Most of us have tapped into our mad scientist personas in the kitchen on more than one occasion. We’ve basted, infused, fried and stuffed all sorts of foods in hopes of making a creative culinary experiment palatable.
Those of us who have succeeded understand the urge to compete. For two quirky foodie friends, this meant taking the showdown on the road. The Food Experiments hit Durham on April 15 as part of a multinational tour calling all home chefs to compete in an amateur cook-off. Each city has a theme. For Durham, the contest is dubbed The Carolina Pork Experiment. Brooklyn Brewery is sponsoring the competition.
Theo Peck and Nick Suarez, both culinary school graduates, launched the idea after their own kitchen rivalry proved too strong to ignore. They realized friendships are often forged the same wayover stovetop competition.
Motorco Music Hall will host the contest, in which local home chefs have the chance to sport their best pork dish.

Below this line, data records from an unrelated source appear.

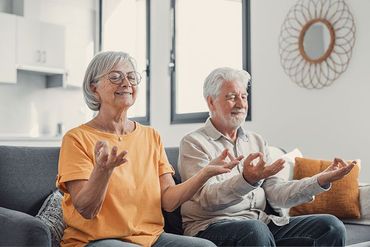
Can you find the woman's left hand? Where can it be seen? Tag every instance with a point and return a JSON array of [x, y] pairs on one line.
[[337, 170]]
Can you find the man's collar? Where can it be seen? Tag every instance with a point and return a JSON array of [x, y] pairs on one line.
[[215, 134]]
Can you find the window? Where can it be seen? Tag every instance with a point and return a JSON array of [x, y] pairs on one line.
[[206, 34], [125, 27]]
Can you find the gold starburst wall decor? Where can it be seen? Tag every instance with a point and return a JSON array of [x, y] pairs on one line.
[[316, 42]]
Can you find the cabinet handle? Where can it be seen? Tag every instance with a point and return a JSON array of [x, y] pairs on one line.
[[38, 58], [43, 57]]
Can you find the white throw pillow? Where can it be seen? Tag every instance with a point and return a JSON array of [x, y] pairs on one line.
[[287, 172]]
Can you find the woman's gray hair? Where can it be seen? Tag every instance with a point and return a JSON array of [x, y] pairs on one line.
[[100, 65], [217, 77]]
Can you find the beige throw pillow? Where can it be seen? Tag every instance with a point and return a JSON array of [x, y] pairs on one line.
[[342, 200]]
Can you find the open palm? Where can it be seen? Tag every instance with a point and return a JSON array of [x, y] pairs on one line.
[[219, 165]]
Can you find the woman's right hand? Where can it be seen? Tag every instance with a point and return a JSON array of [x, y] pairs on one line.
[[106, 160]]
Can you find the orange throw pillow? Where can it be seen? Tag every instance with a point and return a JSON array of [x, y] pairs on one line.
[[342, 200]]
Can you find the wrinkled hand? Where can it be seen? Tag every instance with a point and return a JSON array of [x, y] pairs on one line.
[[219, 166], [108, 160], [338, 169], [254, 173]]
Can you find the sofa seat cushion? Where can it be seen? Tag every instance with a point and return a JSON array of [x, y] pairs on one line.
[[51, 214], [27, 176], [20, 229]]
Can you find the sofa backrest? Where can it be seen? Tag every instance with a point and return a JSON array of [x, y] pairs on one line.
[[27, 176]]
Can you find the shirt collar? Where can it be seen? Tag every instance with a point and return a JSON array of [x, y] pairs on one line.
[[215, 134]]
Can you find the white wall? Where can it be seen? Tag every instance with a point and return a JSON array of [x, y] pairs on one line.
[[325, 123]]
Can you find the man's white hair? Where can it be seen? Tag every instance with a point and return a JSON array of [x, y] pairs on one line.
[[217, 77]]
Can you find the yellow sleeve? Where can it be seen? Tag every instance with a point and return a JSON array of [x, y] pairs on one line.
[[75, 161], [164, 166]]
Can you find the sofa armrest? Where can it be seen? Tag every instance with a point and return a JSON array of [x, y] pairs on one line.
[[20, 229], [365, 201]]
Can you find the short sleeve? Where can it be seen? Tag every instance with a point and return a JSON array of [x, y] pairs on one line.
[[164, 165], [75, 161]]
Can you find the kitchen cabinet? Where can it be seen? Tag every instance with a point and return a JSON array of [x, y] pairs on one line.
[[8, 72], [40, 46]]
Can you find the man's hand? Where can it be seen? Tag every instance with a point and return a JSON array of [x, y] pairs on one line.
[[338, 169], [219, 166], [254, 173], [106, 160]]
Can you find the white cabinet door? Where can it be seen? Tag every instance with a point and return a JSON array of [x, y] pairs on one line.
[[8, 72], [53, 45], [40, 44], [28, 42]]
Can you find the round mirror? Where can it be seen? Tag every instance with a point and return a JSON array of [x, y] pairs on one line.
[[316, 40]]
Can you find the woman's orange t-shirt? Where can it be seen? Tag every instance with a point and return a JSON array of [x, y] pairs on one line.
[[131, 210]]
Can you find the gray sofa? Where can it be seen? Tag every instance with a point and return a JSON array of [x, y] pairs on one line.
[[27, 177]]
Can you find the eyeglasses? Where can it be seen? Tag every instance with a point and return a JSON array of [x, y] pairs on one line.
[[233, 96], [117, 77]]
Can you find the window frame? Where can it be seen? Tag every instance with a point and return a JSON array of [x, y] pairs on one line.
[[200, 117], [145, 119]]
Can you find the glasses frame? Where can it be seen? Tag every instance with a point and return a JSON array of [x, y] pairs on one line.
[[123, 75]]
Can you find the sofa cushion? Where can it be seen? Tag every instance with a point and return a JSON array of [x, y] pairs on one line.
[[27, 176], [342, 200], [20, 229], [51, 214], [365, 201]]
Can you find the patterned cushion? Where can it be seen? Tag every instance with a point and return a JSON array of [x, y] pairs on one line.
[[52, 215]]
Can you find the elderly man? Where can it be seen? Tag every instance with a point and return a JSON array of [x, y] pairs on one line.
[[229, 209]]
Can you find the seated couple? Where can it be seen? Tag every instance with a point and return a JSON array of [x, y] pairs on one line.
[[116, 177]]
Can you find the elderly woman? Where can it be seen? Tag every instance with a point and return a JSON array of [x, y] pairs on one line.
[[114, 172]]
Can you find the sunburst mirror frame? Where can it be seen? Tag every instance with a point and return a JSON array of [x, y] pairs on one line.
[[322, 71]]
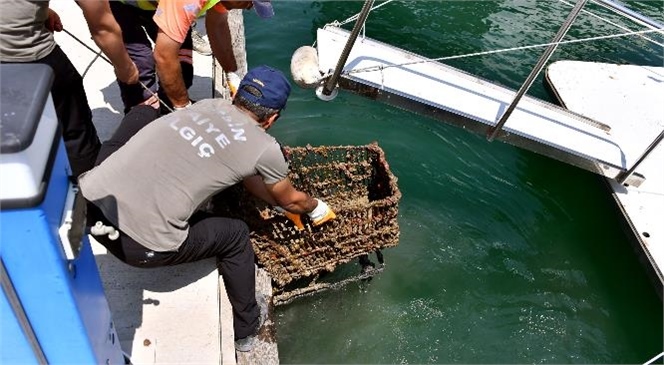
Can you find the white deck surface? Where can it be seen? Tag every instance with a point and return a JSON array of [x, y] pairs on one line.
[[165, 315], [449, 89], [627, 98]]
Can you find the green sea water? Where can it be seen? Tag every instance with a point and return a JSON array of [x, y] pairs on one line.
[[505, 256]]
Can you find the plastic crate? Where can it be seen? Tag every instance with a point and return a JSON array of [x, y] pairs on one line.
[[355, 181]]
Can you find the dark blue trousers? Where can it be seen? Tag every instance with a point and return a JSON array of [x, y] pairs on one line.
[[137, 25]]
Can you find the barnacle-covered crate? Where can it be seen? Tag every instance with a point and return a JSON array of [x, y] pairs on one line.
[[357, 184]]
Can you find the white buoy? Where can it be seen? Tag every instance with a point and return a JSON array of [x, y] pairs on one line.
[[304, 67], [322, 96]]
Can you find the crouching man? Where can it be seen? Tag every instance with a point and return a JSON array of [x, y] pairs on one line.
[[153, 175]]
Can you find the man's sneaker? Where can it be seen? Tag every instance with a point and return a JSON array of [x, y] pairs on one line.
[[247, 343], [201, 44]]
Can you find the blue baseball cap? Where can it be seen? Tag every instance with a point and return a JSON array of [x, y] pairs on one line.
[[273, 86], [263, 8]]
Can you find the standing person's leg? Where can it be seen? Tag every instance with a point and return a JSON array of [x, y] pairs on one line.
[[132, 20], [73, 112], [186, 62]]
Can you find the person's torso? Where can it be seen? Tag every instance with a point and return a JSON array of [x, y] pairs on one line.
[[23, 35], [152, 185]]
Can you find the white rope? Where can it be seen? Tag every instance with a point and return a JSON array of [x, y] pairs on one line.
[[354, 17], [612, 23], [338, 24], [381, 67]]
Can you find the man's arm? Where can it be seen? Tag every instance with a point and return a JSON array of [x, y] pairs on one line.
[[108, 36], [166, 55], [281, 194], [216, 25]]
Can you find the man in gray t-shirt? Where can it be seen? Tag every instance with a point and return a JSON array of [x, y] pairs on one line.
[[152, 176]]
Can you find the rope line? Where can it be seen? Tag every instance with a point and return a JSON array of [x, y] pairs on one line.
[[612, 23], [382, 67], [354, 17]]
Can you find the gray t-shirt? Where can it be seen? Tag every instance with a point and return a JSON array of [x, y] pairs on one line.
[[151, 186], [23, 35]]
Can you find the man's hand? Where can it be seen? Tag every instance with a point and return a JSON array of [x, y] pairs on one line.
[[295, 218], [233, 81], [128, 74], [53, 22], [321, 214]]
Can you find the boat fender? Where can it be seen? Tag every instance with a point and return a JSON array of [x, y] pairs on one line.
[[304, 67], [99, 229]]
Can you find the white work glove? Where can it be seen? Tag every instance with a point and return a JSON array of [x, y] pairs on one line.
[[233, 81], [321, 214], [183, 107], [295, 218]]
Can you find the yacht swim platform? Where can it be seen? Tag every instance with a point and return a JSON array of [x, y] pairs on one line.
[[628, 98], [614, 113], [379, 71]]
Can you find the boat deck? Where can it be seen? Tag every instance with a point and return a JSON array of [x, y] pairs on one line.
[[432, 88], [175, 315], [625, 97], [613, 113]]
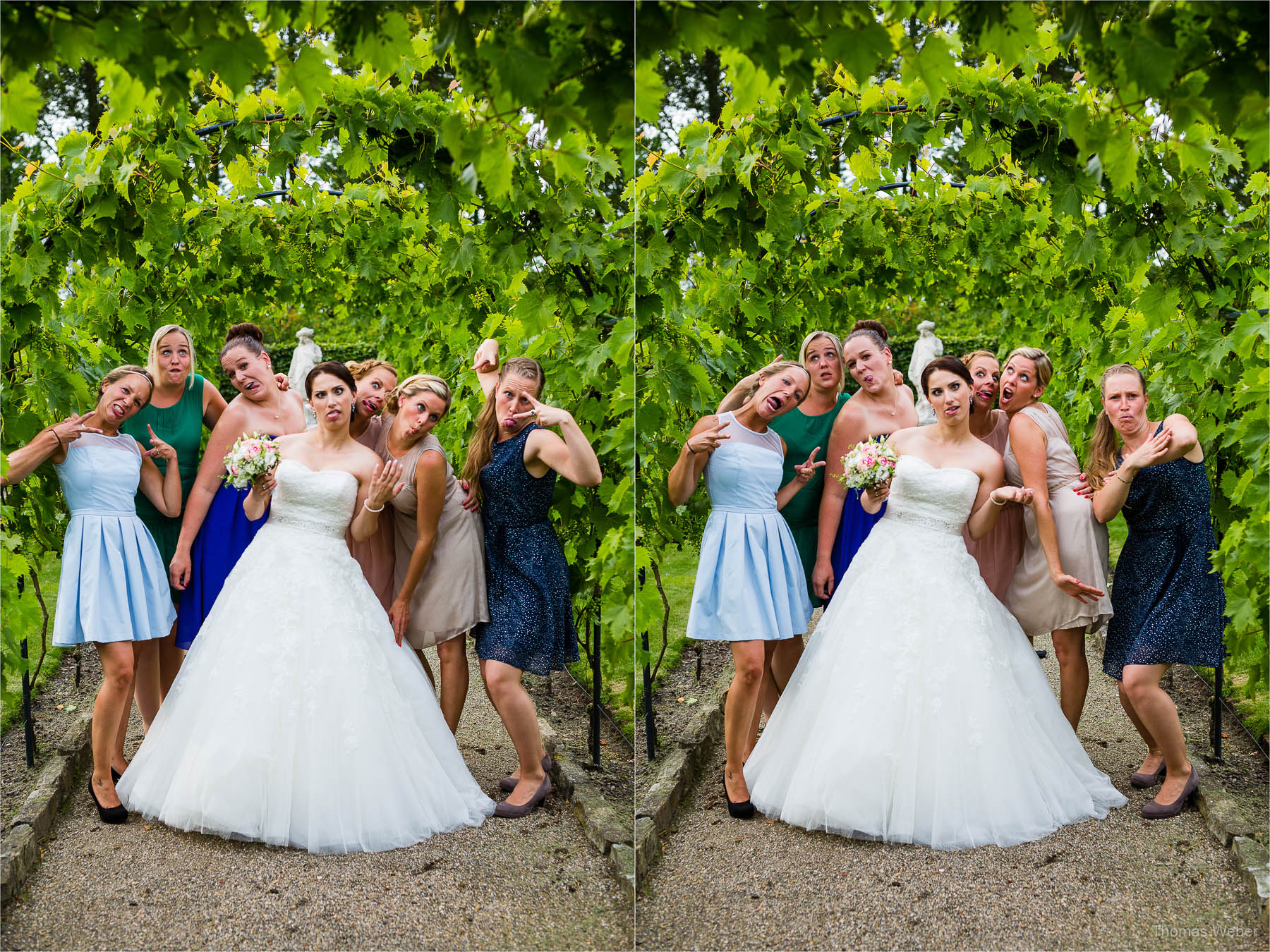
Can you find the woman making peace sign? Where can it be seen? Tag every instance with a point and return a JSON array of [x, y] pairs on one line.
[[512, 465]]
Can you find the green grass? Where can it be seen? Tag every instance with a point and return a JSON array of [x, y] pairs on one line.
[[11, 698]]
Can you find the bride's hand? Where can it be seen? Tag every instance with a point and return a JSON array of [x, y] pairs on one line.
[[1073, 587], [399, 614], [384, 485]]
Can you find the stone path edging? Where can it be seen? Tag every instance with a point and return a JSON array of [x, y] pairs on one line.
[[676, 774], [36, 818]]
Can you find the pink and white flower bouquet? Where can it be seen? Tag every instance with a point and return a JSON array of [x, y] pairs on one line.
[[252, 456], [868, 463]]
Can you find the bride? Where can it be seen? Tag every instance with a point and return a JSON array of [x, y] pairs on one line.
[[919, 711], [296, 717]]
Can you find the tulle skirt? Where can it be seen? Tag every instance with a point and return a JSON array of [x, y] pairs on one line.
[[920, 714]]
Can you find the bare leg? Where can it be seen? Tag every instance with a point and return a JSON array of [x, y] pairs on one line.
[[112, 706], [1159, 716], [521, 719], [1073, 673], [454, 679], [146, 683], [749, 660], [784, 661]]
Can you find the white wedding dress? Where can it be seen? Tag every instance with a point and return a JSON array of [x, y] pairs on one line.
[[296, 719], [920, 712]]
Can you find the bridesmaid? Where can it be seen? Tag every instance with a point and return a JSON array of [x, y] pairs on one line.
[[512, 466], [374, 379], [751, 590], [440, 575], [878, 409], [997, 552], [1168, 603], [182, 404], [215, 530], [1060, 582], [112, 590], [806, 431]]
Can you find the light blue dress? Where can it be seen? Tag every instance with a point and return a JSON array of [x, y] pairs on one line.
[[749, 580], [114, 583]]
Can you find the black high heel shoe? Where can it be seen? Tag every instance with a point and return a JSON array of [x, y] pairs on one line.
[[108, 814], [741, 810]]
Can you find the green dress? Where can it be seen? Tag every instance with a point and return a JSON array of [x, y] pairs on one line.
[[802, 434], [181, 425]]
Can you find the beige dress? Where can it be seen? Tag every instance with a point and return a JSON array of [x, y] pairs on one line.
[[450, 598], [376, 555], [1034, 599], [998, 552]]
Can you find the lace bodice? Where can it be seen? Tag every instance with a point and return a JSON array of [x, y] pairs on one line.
[[317, 501], [935, 498]]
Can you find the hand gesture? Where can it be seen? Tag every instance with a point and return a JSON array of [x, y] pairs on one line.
[[1077, 590], [74, 427], [164, 451], [399, 614], [878, 492], [470, 503], [384, 485], [487, 357], [1149, 452], [1003, 495], [709, 439], [543, 414], [806, 471]]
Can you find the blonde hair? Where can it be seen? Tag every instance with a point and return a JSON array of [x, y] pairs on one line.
[[480, 448], [120, 374], [360, 368], [1105, 439], [1044, 366], [152, 355], [418, 384], [776, 367]]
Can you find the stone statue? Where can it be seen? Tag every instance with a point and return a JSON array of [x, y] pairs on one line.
[[926, 349], [304, 358]]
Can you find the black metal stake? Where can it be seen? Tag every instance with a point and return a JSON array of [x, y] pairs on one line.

You can enter the contest at thefoodexperiments.com/tour/durham. The grand prize is a trip to Brooklyn Brewery to compete in the national championships. Other prizes include Le Creuset and Anolon cookware, cash and a case of local Cackalacky Spice Sauce.
Judges include Angus Barn Chef Walter Royal (who famously defeated celebrity chef Cat Cora on Iron Chef America in 2006), 100.7 FM’s Kitty Kinnin and local food blogger Johanna Kramer (@durhamfoodie).
“I’ve been a pig lover for as long as I can remember,” says Kramer. “I am sure we will see plenty of ribs and pulled pork, which is great, but I hope to see some more obscure items, too. Deep-fried pigs’ ears, anyone? In terms of flavor, I’m hoping the contestants play around with their spices and marinades to incorporate local ingredientsCackalacky sauce, chocolate from Escazu, nut butters from Big Spoon Roasters or Nello’s tomato sauce come to mind, but there are many local options to consider.”
(Insider tip: Kramer says she can’t stomach chitlins.)
Foragers, we have great news: You get your strawberries early this year. Planted in the fall and growing through the winter, local strawberries are already ripe. Farms such as Vollmer Farm in Bunn (vollmerfarm.com) are opening this week for public picking.
“I picked three 5-pound buckets of my early variety strawberries already,” says organic strawberry grower John Vollmer, who has been harvesting the berries since 1993. He says this is the earliest he has ever picked them. To find strawberry patches near you, visit ncstrawberry.com.
Get your tickets now for Homebrewed Raleigh (www.raleighcitymuseum.org/homebrewed_raleigh_3.shtml), set for Saturday, April 21, from 1–4 p.m. or 5–8 p.m. at the Busy Bee Cafe, 225 S. Wilmington St. The festival features top-notch home brewers, a panel discussion at noon and a brewing class at 4 p.m. Tickets are $25–$30 for each three-hour block and are available by calling 919-832-3775. Proceeds benefit the Raleigh City Museum.